A Father’s Story
The Greene County News
November 12, 1998
Coxsackie – Mike Reichmann looks like any average 57 year old man. With his red checkered tie positioned expertly in a double Windsor knot over a perfectly tucked blue shirt and light khakis, you’d think his life was as normal as Joe Q. Public.
But Reichmann unfortunately needed to realize what many area parents are these days calling their worst fear. His daughter Deborah, now 25, came to him three years ago and said she wanted to join a group called Messianic Community that she met at a Grateful Dead concert that summer. The community she suddenly pledged allegiance to would later call themselves the Twelve Tribes.
Since his daughter was an adult, Reichmann couldn’t stop her and off she went from her family’s home in Minnesota to one of the group’s homes in Harrisonburg, Va. After her departure, Reichmann and his family decided to research the group to see exactly what they believed. He didn’t like what he saw.
“This is a very destructive cult,” he said. “In many ways we lost our daughter when she left.”

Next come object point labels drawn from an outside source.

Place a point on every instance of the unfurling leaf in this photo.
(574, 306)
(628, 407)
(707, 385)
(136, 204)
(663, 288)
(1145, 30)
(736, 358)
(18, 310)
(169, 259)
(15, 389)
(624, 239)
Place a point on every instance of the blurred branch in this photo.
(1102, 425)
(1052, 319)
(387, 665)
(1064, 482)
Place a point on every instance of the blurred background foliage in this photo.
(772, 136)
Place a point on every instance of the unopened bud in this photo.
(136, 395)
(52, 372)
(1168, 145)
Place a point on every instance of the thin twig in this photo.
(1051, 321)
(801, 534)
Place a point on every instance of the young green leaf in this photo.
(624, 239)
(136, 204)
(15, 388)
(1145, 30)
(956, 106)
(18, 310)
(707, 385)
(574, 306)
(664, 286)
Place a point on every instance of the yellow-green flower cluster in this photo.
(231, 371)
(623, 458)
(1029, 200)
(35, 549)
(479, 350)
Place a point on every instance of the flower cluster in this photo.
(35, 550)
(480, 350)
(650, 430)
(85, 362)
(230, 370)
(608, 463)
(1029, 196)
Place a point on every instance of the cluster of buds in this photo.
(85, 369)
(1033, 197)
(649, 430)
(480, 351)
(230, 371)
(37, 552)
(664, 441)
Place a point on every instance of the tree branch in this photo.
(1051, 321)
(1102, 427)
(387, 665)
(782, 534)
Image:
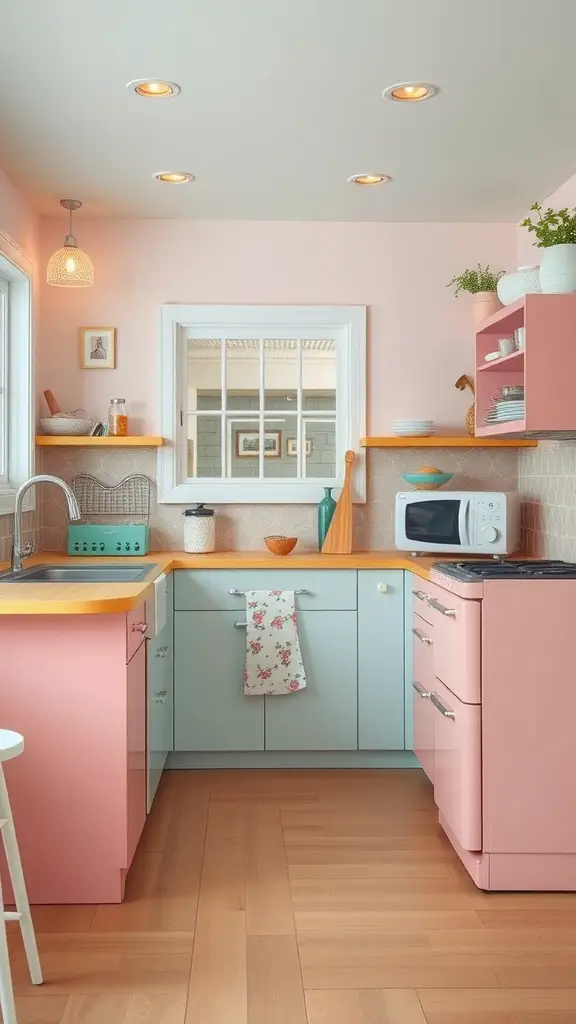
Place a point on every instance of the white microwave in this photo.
(471, 522)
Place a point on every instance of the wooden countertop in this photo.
(104, 598)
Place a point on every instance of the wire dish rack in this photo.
(129, 500)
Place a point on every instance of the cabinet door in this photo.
(380, 659)
(210, 710)
(457, 765)
(135, 755)
(324, 716)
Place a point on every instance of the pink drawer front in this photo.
(456, 625)
(457, 765)
(423, 713)
(135, 630)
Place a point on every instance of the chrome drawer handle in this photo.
(421, 691)
(242, 593)
(451, 612)
(447, 712)
(421, 637)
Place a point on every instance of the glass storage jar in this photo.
(117, 418)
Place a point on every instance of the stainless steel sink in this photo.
(79, 573)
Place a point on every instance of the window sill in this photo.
(253, 492)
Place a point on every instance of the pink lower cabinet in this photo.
(79, 790)
(457, 765)
(421, 685)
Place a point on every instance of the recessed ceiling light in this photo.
(410, 92)
(369, 179)
(153, 88)
(173, 177)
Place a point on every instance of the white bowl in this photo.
(65, 426)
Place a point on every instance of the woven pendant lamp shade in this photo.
(70, 266)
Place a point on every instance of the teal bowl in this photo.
(427, 481)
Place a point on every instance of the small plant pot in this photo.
(484, 305)
(558, 269)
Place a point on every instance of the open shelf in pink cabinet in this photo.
(546, 367)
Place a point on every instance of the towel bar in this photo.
(242, 593)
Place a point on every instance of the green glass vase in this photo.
(326, 510)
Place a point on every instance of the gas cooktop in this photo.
(536, 569)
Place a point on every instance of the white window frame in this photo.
(345, 324)
(16, 270)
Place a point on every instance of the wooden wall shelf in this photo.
(55, 440)
(436, 441)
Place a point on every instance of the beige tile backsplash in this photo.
(547, 484)
(243, 526)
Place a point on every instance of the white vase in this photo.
(558, 269)
(515, 286)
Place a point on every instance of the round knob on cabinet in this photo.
(490, 534)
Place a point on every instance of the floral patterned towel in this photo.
(274, 662)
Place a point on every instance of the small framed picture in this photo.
(248, 443)
(97, 347)
(292, 449)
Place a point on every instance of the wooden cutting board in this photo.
(338, 538)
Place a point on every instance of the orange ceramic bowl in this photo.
(281, 545)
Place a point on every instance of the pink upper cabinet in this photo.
(546, 367)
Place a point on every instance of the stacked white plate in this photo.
(413, 428)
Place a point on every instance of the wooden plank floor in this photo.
(301, 897)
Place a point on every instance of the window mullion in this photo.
(300, 464)
(261, 413)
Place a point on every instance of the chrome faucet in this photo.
(19, 552)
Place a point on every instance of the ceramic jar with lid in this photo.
(200, 529)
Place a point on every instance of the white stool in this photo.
(11, 744)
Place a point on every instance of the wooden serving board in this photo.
(338, 538)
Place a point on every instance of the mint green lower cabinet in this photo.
(211, 712)
(324, 716)
(380, 659)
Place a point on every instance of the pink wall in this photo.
(420, 338)
(18, 221)
(17, 218)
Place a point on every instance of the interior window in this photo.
(261, 408)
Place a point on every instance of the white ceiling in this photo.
(281, 102)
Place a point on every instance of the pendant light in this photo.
(70, 266)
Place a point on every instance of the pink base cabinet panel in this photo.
(75, 687)
(503, 758)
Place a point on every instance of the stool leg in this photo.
(6, 990)
(18, 885)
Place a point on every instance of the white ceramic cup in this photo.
(506, 346)
(520, 337)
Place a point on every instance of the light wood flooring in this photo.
(301, 897)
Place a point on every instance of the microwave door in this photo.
(434, 521)
(463, 522)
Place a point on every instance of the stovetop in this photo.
(536, 569)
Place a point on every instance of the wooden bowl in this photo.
(281, 545)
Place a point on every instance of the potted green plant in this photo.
(481, 283)
(556, 233)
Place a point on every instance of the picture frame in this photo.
(97, 348)
(292, 450)
(248, 441)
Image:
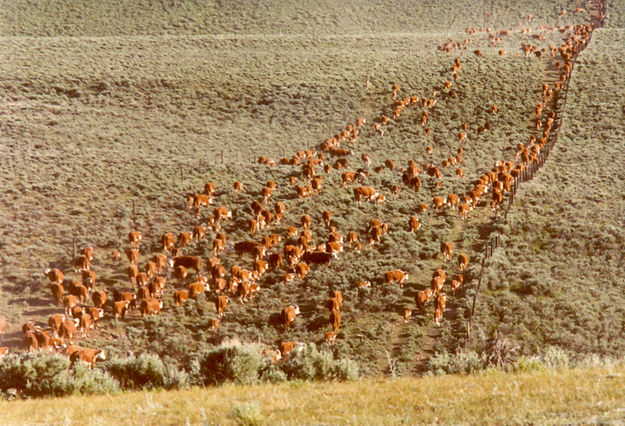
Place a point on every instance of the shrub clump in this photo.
(44, 375)
(230, 363)
(313, 364)
(146, 371)
(460, 363)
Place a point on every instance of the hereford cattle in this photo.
(77, 311)
(99, 298)
(396, 275)
(365, 192)
(88, 252)
(413, 224)
(288, 315)
(55, 321)
(287, 348)
(301, 270)
(96, 314)
(142, 279)
(132, 271)
(128, 296)
(335, 320)
(215, 323)
(446, 250)
(85, 322)
(77, 289)
(69, 301)
(67, 331)
(132, 254)
(87, 355)
(422, 297)
(44, 340)
(221, 302)
(197, 288)
(88, 279)
(134, 237)
(168, 240)
(188, 262)
(150, 307)
(143, 292)
(463, 261)
(120, 308)
(221, 213)
(440, 308)
(54, 275)
(437, 284)
(81, 263)
(464, 210)
(180, 296)
(184, 238)
(438, 203)
(57, 292)
(30, 341)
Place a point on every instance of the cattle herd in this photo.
(172, 272)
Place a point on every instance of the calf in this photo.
(88, 356)
(150, 307)
(288, 315)
(396, 275)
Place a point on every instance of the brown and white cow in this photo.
(446, 250)
(396, 275)
(221, 302)
(87, 355)
(55, 321)
(335, 320)
(120, 308)
(413, 224)
(99, 298)
(365, 192)
(134, 237)
(288, 315)
(422, 297)
(150, 307)
(463, 261)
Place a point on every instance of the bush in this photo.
(43, 374)
(312, 364)
(230, 363)
(90, 382)
(460, 363)
(247, 414)
(555, 358)
(528, 365)
(144, 372)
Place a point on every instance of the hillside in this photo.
(110, 107)
(565, 396)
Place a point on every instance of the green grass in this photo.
(546, 396)
(100, 113)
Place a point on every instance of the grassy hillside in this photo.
(566, 396)
(560, 273)
(108, 112)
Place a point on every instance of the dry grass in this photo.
(567, 396)
(94, 118)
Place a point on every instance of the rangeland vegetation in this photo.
(108, 125)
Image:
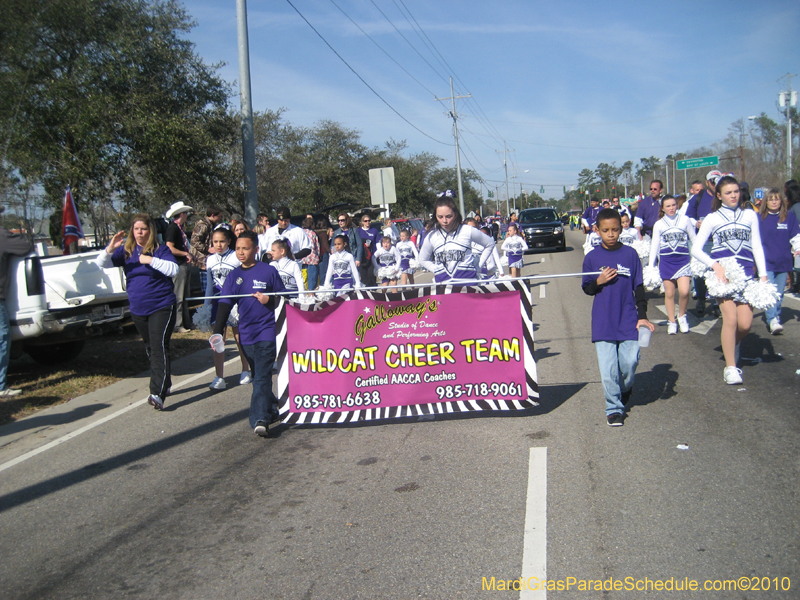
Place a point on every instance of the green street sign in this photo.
(696, 163)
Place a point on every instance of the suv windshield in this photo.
(537, 216)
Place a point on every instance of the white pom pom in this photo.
(233, 318)
(202, 318)
(642, 248)
(698, 269)
(389, 272)
(761, 294)
(735, 275)
(652, 278)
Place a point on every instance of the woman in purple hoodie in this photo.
(778, 226)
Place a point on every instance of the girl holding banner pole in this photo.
(447, 249)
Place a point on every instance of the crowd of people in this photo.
(235, 260)
(717, 224)
(241, 269)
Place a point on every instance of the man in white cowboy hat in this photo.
(176, 241)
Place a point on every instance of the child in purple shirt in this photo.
(256, 324)
(618, 310)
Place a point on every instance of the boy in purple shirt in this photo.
(618, 310)
(256, 324)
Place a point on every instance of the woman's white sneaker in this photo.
(732, 375)
(775, 326)
(218, 384)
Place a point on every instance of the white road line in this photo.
(92, 425)
(534, 544)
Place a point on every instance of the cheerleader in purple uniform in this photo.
(671, 237)
(218, 266)
(734, 232)
(386, 261)
(514, 247)
(407, 250)
(342, 270)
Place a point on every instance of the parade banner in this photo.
(437, 349)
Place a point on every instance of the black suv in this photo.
(542, 228)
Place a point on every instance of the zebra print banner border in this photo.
(413, 410)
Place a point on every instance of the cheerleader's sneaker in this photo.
(732, 375)
(775, 327)
(218, 384)
(155, 401)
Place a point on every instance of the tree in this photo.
(109, 96)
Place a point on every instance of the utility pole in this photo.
(788, 99)
(454, 115)
(248, 143)
(505, 166)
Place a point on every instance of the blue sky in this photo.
(566, 85)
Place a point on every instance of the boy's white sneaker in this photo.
(218, 384)
(732, 375)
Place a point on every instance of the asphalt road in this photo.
(188, 503)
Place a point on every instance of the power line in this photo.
(382, 49)
(408, 42)
(394, 110)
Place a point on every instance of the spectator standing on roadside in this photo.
(311, 262)
(622, 210)
(649, 209)
(792, 189)
(777, 227)
(201, 239)
(284, 229)
(367, 241)
(699, 207)
(590, 214)
(149, 268)
(11, 244)
(178, 244)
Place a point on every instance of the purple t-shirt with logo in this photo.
(614, 315)
(256, 321)
(775, 238)
(148, 290)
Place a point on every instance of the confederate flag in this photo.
(71, 224)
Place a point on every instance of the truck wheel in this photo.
(55, 353)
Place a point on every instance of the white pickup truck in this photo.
(55, 302)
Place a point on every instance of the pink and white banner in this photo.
(384, 355)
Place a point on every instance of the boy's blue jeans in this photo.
(261, 357)
(778, 280)
(618, 362)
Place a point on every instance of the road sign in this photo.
(696, 163)
(381, 186)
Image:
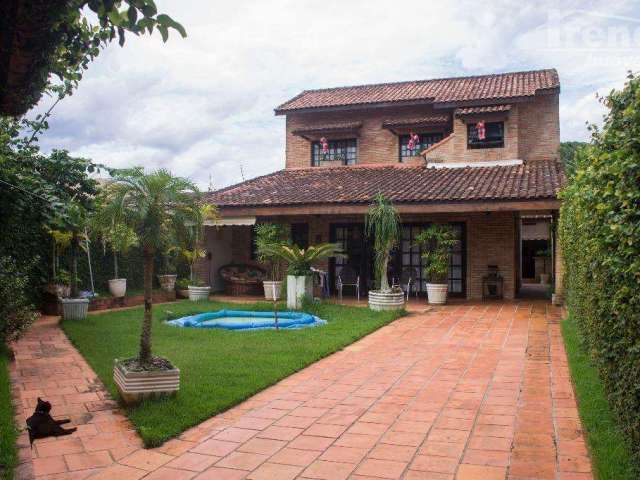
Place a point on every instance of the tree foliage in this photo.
(600, 237)
(437, 242)
(73, 40)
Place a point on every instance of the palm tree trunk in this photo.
(74, 266)
(145, 336)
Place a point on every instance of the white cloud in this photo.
(203, 106)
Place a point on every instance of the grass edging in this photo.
(610, 454)
(8, 431)
(219, 368)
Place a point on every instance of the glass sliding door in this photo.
(408, 256)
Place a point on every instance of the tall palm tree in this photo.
(159, 208)
(383, 224)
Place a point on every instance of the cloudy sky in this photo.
(203, 106)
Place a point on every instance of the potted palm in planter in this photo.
(382, 222)
(121, 238)
(75, 307)
(269, 234)
(299, 261)
(436, 242)
(156, 206)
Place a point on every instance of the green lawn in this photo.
(218, 368)
(8, 433)
(610, 454)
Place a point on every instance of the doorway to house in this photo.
(535, 256)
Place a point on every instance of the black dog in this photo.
(41, 424)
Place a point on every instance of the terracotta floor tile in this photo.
(275, 471)
(194, 462)
(84, 461)
(49, 465)
(216, 473)
(146, 460)
(381, 468)
(328, 470)
(166, 473)
(337, 453)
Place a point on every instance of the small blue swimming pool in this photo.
(243, 320)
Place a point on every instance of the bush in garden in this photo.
(16, 311)
(600, 237)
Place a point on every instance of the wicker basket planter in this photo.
(74, 308)
(167, 282)
(272, 287)
(386, 300)
(135, 386)
(437, 293)
(197, 294)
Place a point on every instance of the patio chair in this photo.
(348, 277)
(408, 279)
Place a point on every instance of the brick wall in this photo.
(375, 144)
(532, 131)
(491, 240)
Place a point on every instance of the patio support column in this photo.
(558, 268)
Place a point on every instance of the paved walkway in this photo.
(467, 391)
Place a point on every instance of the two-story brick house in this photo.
(485, 158)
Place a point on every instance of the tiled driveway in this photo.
(468, 392)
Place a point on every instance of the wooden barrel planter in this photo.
(386, 300)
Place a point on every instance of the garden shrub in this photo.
(600, 237)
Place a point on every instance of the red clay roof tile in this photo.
(535, 180)
(443, 90)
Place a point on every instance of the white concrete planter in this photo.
(437, 293)
(167, 282)
(386, 300)
(118, 287)
(297, 289)
(135, 386)
(74, 308)
(271, 288)
(197, 294)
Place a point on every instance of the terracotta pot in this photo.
(197, 294)
(74, 308)
(437, 293)
(135, 386)
(272, 287)
(118, 287)
(167, 282)
(385, 300)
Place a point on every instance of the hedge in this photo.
(600, 237)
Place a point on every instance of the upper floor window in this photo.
(345, 151)
(493, 135)
(425, 140)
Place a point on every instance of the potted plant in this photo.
(182, 287)
(198, 290)
(75, 307)
(382, 222)
(156, 206)
(167, 279)
(269, 234)
(299, 274)
(60, 279)
(436, 242)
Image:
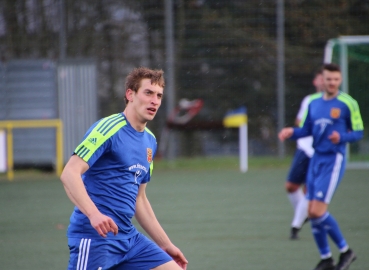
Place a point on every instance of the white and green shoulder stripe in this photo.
(106, 128)
(356, 120)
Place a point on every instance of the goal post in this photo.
(351, 53)
(8, 126)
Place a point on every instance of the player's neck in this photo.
(134, 120)
(328, 96)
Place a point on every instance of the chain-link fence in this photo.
(225, 53)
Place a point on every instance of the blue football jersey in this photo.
(120, 159)
(339, 114)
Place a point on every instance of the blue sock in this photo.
(320, 236)
(331, 225)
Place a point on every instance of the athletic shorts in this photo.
(324, 175)
(137, 252)
(299, 168)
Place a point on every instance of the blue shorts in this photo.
(299, 168)
(325, 174)
(137, 252)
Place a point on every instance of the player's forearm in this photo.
(148, 221)
(352, 136)
(77, 193)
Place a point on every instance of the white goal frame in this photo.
(343, 42)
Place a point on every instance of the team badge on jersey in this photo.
(149, 155)
(335, 112)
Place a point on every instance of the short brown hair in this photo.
(331, 67)
(134, 78)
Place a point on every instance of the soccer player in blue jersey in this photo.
(106, 179)
(296, 180)
(333, 119)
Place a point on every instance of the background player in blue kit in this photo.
(296, 179)
(333, 119)
(106, 179)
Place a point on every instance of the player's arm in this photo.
(148, 221)
(76, 191)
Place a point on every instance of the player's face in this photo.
(332, 82)
(147, 100)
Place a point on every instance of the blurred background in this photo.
(68, 59)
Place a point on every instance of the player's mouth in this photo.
(151, 110)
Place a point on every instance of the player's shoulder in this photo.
(150, 133)
(315, 96)
(109, 125)
(348, 100)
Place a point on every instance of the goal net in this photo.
(352, 54)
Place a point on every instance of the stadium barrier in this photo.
(47, 123)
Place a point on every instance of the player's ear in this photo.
(129, 95)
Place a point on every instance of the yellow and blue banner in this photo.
(235, 118)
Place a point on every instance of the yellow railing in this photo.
(10, 125)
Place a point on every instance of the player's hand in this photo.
(285, 133)
(177, 256)
(335, 137)
(103, 224)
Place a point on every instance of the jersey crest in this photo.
(149, 155)
(335, 113)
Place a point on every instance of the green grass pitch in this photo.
(219, 217)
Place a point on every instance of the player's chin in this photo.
(150, 116)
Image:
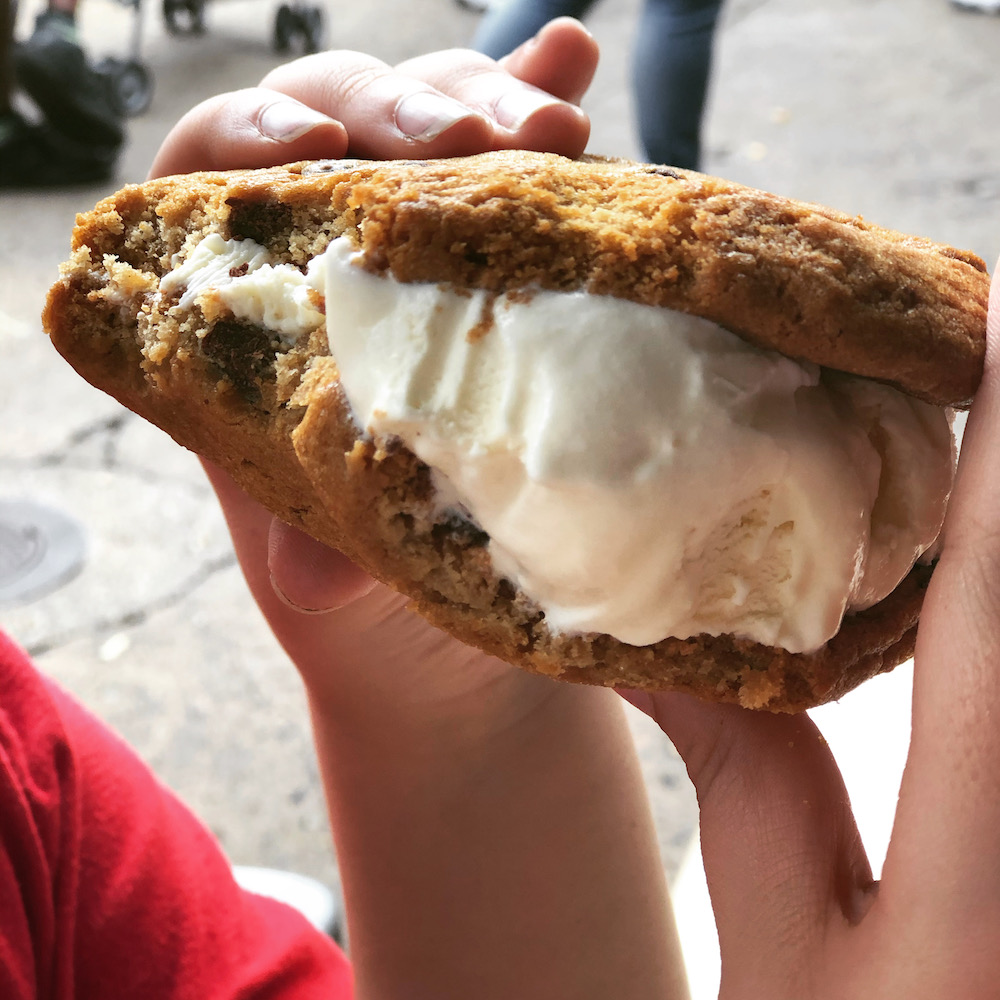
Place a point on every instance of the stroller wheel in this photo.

Reichmann saw his daughter six times in the following 18 months in locations between Virginia and Vermont. While he met people he said were outwardly pleasant, he also said his daughter wasn’t the same person who left her parents home in Minnesota.
“The mind control that they use totally changed Deborah,” he said, fighting back tears. “Her personality changed so much and she totally lost her sense of humor, all in the name of God.”
But throughout the 18 month period, Reichmann and his other family members continued to make visits periodically, and even became somewhat friendly with the group’s members. “They were wonderful people and they still are wonderful people,” he said. “But we needed to continue the dialogue, or else they would have probably shut us off to her.”
“It is very hard, but we needed to do it,” he said.
Finally, after meeting with several cult awareness groups throughout the United States, Reichmann and his family came to one conclusion. “We knew we could only get her out with some type of intervention,” he said.
Reichmann’s definition of intervention differs from that which is typically associated with the word. They didn’t abduct their daughter nor use deception but employed discussion.
“I only needed to ask my daughter if she wanted to talk with these people,” said Reichmann. “If she would have said no, she would probably still reside in the community.”
After the persuasion, Deborah decided to leave the group. Reichmann said that if his daughter expressed a desire to stay in the community after the long talks, he and his family still would have supported her.
“I just wanted her to have the chance to make her own decision, because the group took that right away from her,” he said. “If she decided to remain with the group, we wouldn’t be happy about it, but we would have supported her choice.”